Suddenly Newton realized that the man speaking was the President of the United States, and he was speaking the bombast of the hopeless. He turned a switch. A bedroom scene appeared on the screen. Some tired suggestive jokes were made by the man and woman, both of them in pyjamas. He turned the switch again, hoping for a Western. He liked Westerns. But what appeared on the screen was a propaganda piece, paid for by the government, about the American virtues and strengths. There were pictures of white New England churches, field hands—always one smiling black person in each group—and maple trees. These films seemed more and more common lately; and, like so many popular magazines, more and more wildly chauvinistic—more committed than ever to the fantastic lie that America was a nation of God-fearing small towns, efficient cities, healthy farmers, kindly doctors, bemused housewives, philanthropic millionaires.
“My God,” he said aloud. “My God, you frightened, self-pitying hedonists. Liars! Chauvinists! Fools!”
He turned the switch again and a nightclub scene appeared on the screen, with soft music as background. He let it stay, watching the movement of bodies on the dance floor, the men and women dressed like peacocks, embracing one another while the music played.
And what am I, he thought, if not a frightened, self-pitying hedonist? He finished the bottle of gin, and then looked at his hands holding the bottle, staring now at the artificial fingernails, shining like translucent coins in the flickering light from the television screen. He looked at them for several minutes, as though he were seeing them for the first time.
Then he stood up and walked shakily to a closet. From a shelf he took a box that was about the size of a shoebox. On the inside of the closet door hung a full-length mirror. He looked at himself, at his tall, skinny frame, for a moment. Then he went back to the couch and set the box on the marble-topped coffee table in front of him. From it he took a small plastic bottle. On the table sat an empty bowl-shaped ashtray, of Chinese porcelain; Farnsworth had given it to him. He poured the liquid from the bottle into the ashtray, set the bottle down, and then dipped the fingertips of both his hands into the tray, as if it were a finger bowl. He held them there for a minute, and then took them out and slapped his hands together, hard. The fingernails fell on to the marble table with small, tinkling sounds. The fingers were smooth at the ends now, the tips flexible but somewhat sore.
From the television came the sound of jazz, with a loud, insistent rhythm.
He stood up, walked to the door of the room, locked it. Then he went back to the box on the table, and took from it a ball of something resembling cotton, and dipped the ball into the liquid for a moment. His hands, he noticed, were trembling. He knew, too, that he was drunker than he had ever been. But that, apparently, was not drunk enough.
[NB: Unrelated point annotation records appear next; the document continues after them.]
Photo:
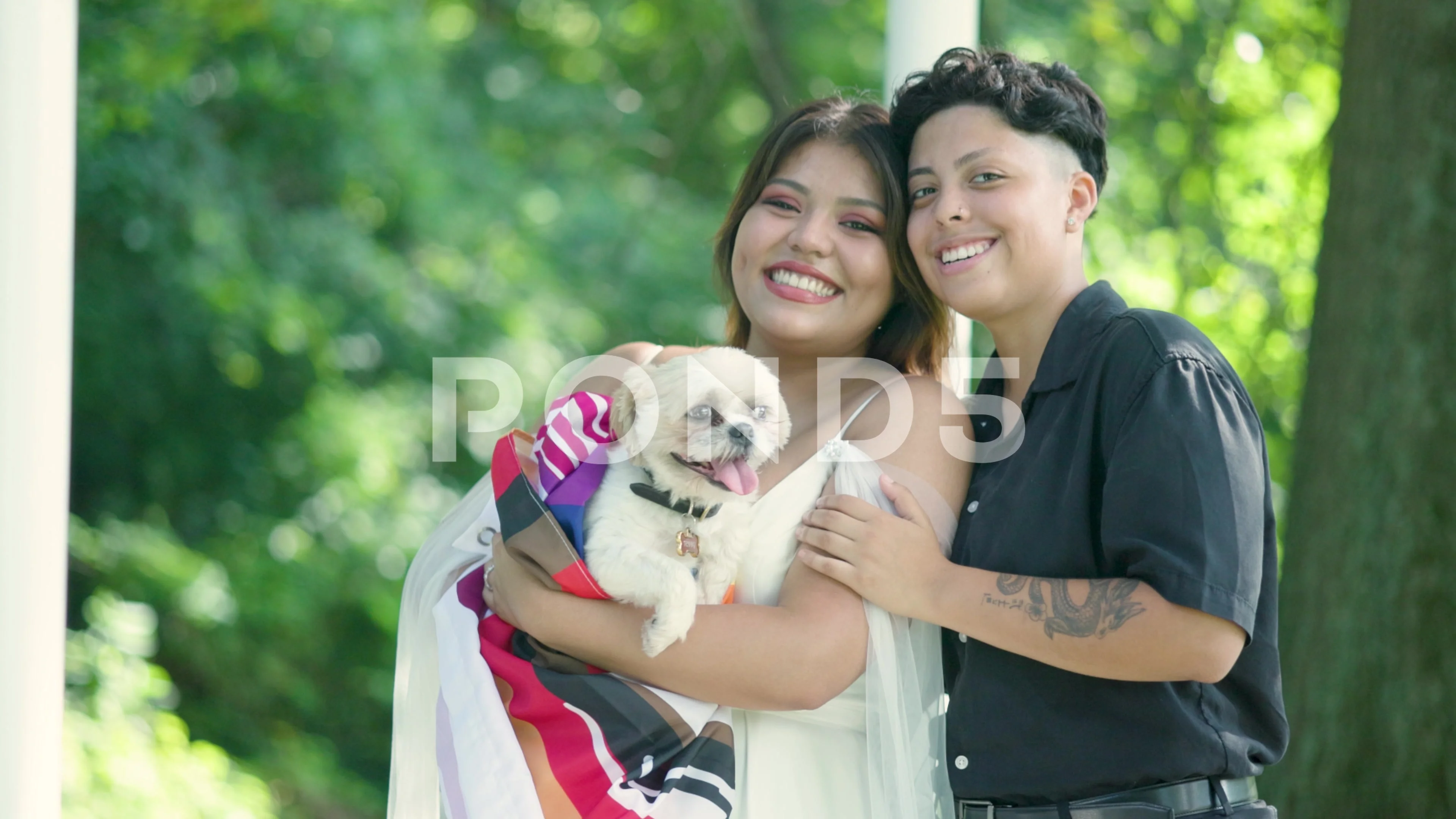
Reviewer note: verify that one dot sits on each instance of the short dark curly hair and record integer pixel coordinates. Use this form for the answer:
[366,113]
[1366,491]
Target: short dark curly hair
[1030,97]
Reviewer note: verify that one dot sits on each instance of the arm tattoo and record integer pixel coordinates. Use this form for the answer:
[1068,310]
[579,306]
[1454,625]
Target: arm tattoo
[1106,610]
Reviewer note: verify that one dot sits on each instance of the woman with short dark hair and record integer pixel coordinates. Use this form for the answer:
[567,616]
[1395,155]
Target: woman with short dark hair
[1111,596]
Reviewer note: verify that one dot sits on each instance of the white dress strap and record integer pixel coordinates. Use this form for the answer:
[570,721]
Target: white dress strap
[855,414]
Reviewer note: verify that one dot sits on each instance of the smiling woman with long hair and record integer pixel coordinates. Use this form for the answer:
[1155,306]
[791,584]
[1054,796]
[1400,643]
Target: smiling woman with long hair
[819,279]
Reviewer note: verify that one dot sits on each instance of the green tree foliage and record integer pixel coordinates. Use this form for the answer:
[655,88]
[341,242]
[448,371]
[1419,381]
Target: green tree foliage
[287,210]
[1219,167]
[126,755]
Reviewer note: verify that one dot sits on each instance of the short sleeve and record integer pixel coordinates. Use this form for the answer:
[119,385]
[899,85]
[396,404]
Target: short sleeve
[1184,496]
Then he went to the mirror and held the damp ball against each of his ears until the synthetic earlobes fell off. Unbuttoning his shirt, he removed false nipples and hair from his chest in the same manner. The hair and nipples were attached to a thin, porous sheet, and they came off together. He took these things and laid them on the coffee table. Walking back to the mirror he began speaking in his own language, first softly and then loudly, to drown out the jazz from the television set, quoting a poem that he himself had written in his youth. The sounds did not come well from his tongue. He was too drunk; or he was losing the ability to speak in the Anthean sibilants. Then, breathing heavily, he took a small, tweezerlike instrument from the box and stood in front of the mirror and carefully removed the thin, colored plastic membrane from each of his eyes. Still struggling to speak his poem, he blinked at himself with the eyes whose irises opened vertically, like a cat’s.